I recently read about a survey of more than 1,000 GPs in which it was found that 40% of all their appointments involved mental health.

Two-thirds of those GPs said the number of people needing support with mental health issues had increased during the past year.

Anyone can become mentally unwell at some point in their lifetime. There has been much in the media recently about the importance of shedding the stigma around mental health, further highlighted when Prince Harry spoke openly of his regret in not having sought help earlier.

It is a sad irony that a positive change in attitudes to mental health is coinciding locally with the suspension of services at Newark Mind because of a lack of funding.

An assumption is often made that charities can pick up the reins when provision is lost through public sector funding cuts and statutory services becoming overwhelmed, but charities also require funds and the withdrawal of even quite modest financial support can have a devastating impact on a small local charity.

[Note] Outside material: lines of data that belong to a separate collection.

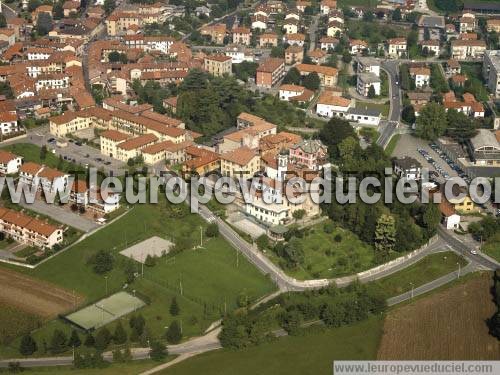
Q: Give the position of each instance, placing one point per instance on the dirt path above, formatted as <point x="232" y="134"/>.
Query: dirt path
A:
<point x="34" y="296"/>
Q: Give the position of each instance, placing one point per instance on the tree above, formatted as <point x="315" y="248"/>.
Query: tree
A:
<point x="262" y="242"/>
<point x="119" y="336"/>
<point x="43" y="23"/>
<point x="460" y="127"/>
<point x="396" y="15"/>
<point x="174" y="333"/>
<point x="212" y="230"/>
<point x="371" y="92"/>
<point x="174" y="307"/>
<point x="74" y="339"/>
<point x="58" y="342"/>
<point x="311" y="81"/>
<point x="43" y="152"/>
<point x="292" y="77"/>
<point x="58" y="11"/>
<point x="109" y="6"/>
<point x="102" y="339"/>
<point x="3" y="21"/>
<point x="33" y="4"/>
<point x="385" y="236"/>
<point x="408" y="114"/>
<point x="158" y="351"/>
<point x="299" y="214"/>
<point x="431" y="122"/>
<point x="346" y="57"/>
<point x="89" y="340"/>
<point x="28" y="345"/>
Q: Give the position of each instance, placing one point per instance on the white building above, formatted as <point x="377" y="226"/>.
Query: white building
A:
<point x="9" y="163"/>
<point x="491" y="71"/>
<point x="330" y="105"/>
<point x="367" y="80"/>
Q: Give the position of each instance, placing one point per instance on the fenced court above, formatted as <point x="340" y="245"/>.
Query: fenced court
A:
<point x="105" y="311"/>
<point x="153" y="246"/>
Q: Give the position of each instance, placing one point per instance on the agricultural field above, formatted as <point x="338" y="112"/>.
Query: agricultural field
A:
<point x="330" y="253"/>
<point x="205" y="282"/>
<point x="430" y="268"/>
<point x="312" y="353"/>
<point x="449" y="324"/>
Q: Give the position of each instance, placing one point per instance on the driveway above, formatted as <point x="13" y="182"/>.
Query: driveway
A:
<point x="407" y="146"/>
<point x="62" y="215"/>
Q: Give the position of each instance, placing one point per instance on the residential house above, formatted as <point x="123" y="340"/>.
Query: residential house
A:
<point x="396" y="47"/>
<point x="407" y="168"/>
<point x="9" y="162"/>
<point x="294" y="54"/>
<point x="367" y="80"/>
<point x="218" y="65"/>
<point x="270" y="72"/>
<point x="421" y="75"/>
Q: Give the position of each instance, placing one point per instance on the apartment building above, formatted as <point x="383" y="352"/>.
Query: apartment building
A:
<point x="28" y="230"/>
<point x="218" y="65"/>
<point x="270" y="72"/>
<point x="491" y="71"/>
<point x="396" y="47"/>
<point x="242" y="162"/>
<point x="327" y="75"/>
<point x="463" y="49"/>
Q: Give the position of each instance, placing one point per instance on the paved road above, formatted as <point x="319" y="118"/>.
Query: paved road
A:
<point x="40" y="135"/>
<point x="391" y="67"/>
<point x="313" y="28"/>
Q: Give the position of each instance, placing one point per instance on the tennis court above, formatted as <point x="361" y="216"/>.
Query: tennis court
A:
<point x="105" y="311"/>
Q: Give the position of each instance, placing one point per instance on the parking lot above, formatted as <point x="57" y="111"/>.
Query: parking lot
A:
<point x="430" y="158"/>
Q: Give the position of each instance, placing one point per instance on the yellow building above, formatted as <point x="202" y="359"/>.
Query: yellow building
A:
<point x="110" y="139"/>
<point x="218" y="65"/>
<point x="241" y="162"/>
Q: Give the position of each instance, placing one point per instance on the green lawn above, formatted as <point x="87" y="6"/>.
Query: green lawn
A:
<point x="392" y="144"/>
<point x="430" y="268"/>
<point x="326" y="258"/>
<point x="313" y="353"/>
<point x="31" y="152"/>
<point x="129" y="368"/>
<point x="211" y="280"/>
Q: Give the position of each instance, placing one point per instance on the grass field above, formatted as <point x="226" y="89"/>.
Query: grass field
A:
<point x="392" y="144"/>
<point x="31" y="152"/>
<point x="129" y="368"/>
<point x="325" y="257"/>
<point x="447" y="325"/>
<point x="293" y="355"/>
<point x="430" y="268"/>
<point x="211" y="281"/>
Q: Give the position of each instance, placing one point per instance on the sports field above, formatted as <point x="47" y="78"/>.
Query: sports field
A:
<point x="105" y="311"/>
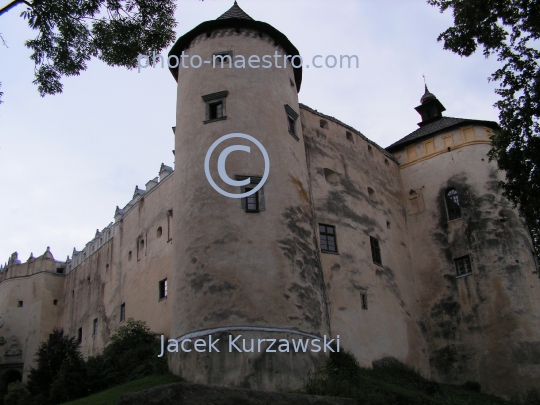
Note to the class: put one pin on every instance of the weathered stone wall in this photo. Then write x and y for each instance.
(482, 327)
(113, 276)
(30, 307)
(239, 269)
(363, 199)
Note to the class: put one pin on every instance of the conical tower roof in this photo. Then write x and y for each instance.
(235, 12)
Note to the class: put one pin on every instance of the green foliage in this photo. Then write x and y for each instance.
(17, 394)
(510, 30)
(393, 383)
(112, 395)
(531, 397)
(71, 32)
(132, 352)
(59, 362)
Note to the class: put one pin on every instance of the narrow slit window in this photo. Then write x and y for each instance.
(252, 201)
(375, 251)
(452, 204)
(363, 297)
(328, 238)
(463, 266)
(163, 289)
(216, 110)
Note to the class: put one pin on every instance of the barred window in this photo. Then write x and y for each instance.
(375, 251)
(328, 238)
(452, 204)
(463, 266)
(163, 289)
(252, 201)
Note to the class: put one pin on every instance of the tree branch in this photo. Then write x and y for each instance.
(5, 9)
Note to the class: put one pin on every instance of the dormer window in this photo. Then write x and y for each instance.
(215, 106)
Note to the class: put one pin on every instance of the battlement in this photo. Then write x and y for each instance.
(103, 237)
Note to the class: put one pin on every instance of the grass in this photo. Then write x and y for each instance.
(112, 395)
(396, 384)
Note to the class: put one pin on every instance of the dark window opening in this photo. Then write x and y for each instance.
(375, 251)
(328, 238)
(363, 297)
(452, 204)
(463, 266)
(292, 126)
(252, 201)
(216, 110)
(163, 289)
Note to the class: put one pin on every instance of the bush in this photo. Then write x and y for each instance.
(60, 370)
(17, 394)
(132, 353)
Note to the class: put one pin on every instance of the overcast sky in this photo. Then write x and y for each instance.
(67, 161)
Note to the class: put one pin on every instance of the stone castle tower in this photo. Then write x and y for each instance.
(409, 251)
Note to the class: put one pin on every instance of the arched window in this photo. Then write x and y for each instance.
(452, 204)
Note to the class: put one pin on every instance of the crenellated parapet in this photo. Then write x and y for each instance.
(102, 237)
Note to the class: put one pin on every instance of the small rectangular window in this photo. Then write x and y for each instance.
(375, 251)
(122, 312)
(252, 201)
(328, 238)
(292, 116)
(363, 297)
(215, 106)
(463, 266)
(163, 289)
(216, 110)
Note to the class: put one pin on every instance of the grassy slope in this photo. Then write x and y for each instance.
(112, 395)
(376, 386)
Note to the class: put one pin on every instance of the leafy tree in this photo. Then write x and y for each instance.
(132, 351)
(510, 30)
(71, 32)
(59, 361)
(17, 394)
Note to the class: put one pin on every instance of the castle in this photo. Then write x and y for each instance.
(409, 251)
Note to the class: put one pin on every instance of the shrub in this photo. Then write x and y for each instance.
(17, 394)
(58, 357)
(132, 353)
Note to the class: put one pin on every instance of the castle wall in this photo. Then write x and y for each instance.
(113, 276)
(483, 326)
(238, 269)
(390, 325)
(30, 307)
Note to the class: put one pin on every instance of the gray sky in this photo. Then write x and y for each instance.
(67, 161)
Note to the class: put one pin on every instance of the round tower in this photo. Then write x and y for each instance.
(242, 266)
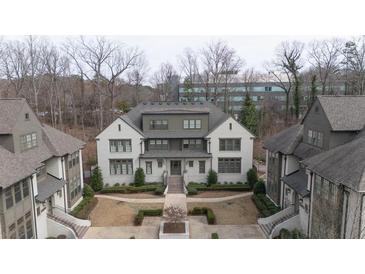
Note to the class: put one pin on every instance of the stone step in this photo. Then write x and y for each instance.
(79, 230)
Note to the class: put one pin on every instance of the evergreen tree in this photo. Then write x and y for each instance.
(97, 180)
(313, 90)
(248, 115)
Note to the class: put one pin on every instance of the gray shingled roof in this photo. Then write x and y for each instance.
(59, 142)
(13, 168)
(175, 134)
(297, 181)
(48, 186)
(303, 151)
(216, 115)
(345, 113)
(344, 164)
(286, 140)
(9, 109)
(175, 154)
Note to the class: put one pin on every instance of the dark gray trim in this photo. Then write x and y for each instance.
(34, 208)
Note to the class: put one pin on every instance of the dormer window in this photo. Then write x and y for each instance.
(315, 138)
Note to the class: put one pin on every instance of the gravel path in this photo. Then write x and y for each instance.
(162, 200)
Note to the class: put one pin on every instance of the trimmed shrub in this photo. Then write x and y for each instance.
(259, 187)
(252, 177)
(212, 177)
(132, 189)
(285, 234)
(215, 235)
(139, 177)
(88, 192)
(204, 211)
(160, 190)
(97, 180)
(210, 217)
(146, 212)
(192, 190)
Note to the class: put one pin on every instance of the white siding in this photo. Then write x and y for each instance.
(54, 167)
(104, 154)
(246, 153)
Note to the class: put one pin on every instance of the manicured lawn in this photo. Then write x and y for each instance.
(238, 211)
(116, 213)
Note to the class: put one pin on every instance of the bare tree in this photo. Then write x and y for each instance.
(14, 64)
(166, 80)
(214, 58)
(285, 71)
(189, 67)
(354, 62)
(325, 58)
(120, 61)
(36, 66)
(94, 53)
(138, 74)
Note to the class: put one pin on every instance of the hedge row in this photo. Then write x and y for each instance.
(204, 211)
(286, 234)
(215, 235)
(265, 205)
(158, 188)
(146, 212)
(193, 188)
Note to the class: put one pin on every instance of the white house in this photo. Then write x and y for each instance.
(41, 176)
(174, 139)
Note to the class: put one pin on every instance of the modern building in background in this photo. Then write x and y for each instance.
(41, 176)
(261, 93)
(175, 142)
(316, 171)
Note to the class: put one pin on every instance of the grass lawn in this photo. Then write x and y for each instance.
(116, 213)
(240, 211)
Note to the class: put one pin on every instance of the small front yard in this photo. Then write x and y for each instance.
(240, 211)
(116, 213)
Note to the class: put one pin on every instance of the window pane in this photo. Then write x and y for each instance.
(9, 198)
(18, 193)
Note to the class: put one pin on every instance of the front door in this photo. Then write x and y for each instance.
(175, 167)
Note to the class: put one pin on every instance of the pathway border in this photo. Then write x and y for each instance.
(162, 200)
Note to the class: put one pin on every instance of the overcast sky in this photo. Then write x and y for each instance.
(255, 50)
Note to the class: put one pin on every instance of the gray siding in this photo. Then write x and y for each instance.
(24, 126)
(6, 141)
(316, 120)
(13, 214)
(273, 185)
(326, 213)
(175, 121)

As the Newark Town Council delegate to the board of Newark Mind, I have nothing but respect for the staff, volunteers and trustees for their commitment to supporting local people.

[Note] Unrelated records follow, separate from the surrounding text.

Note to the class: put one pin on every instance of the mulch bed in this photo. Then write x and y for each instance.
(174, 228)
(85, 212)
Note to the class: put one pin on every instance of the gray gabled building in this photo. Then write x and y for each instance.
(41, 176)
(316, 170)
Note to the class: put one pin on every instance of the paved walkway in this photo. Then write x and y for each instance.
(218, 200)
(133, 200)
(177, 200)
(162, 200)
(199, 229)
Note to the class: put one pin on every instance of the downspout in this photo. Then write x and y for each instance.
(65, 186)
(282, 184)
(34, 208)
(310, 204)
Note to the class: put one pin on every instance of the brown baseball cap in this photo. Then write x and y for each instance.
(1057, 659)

I have also had the opportunity to talk with many service users and have learned just how much they value contact with the charity as a positive step towards the recovery needed for confidence in everyday living.

I know that the decision to suspend services has not been taken lightly and has caused great sadness to many.

I sincerely hope that sufficient funding may yet be forthcoming to support Newark Mind into a sustainable future.

The truth is that any of us could potentially find ourselves unexpectedly needing its services, as the 300% rise in people using the charity in recent months has shown. — Cathy Barker-Powell, Newark town councillor (Lab).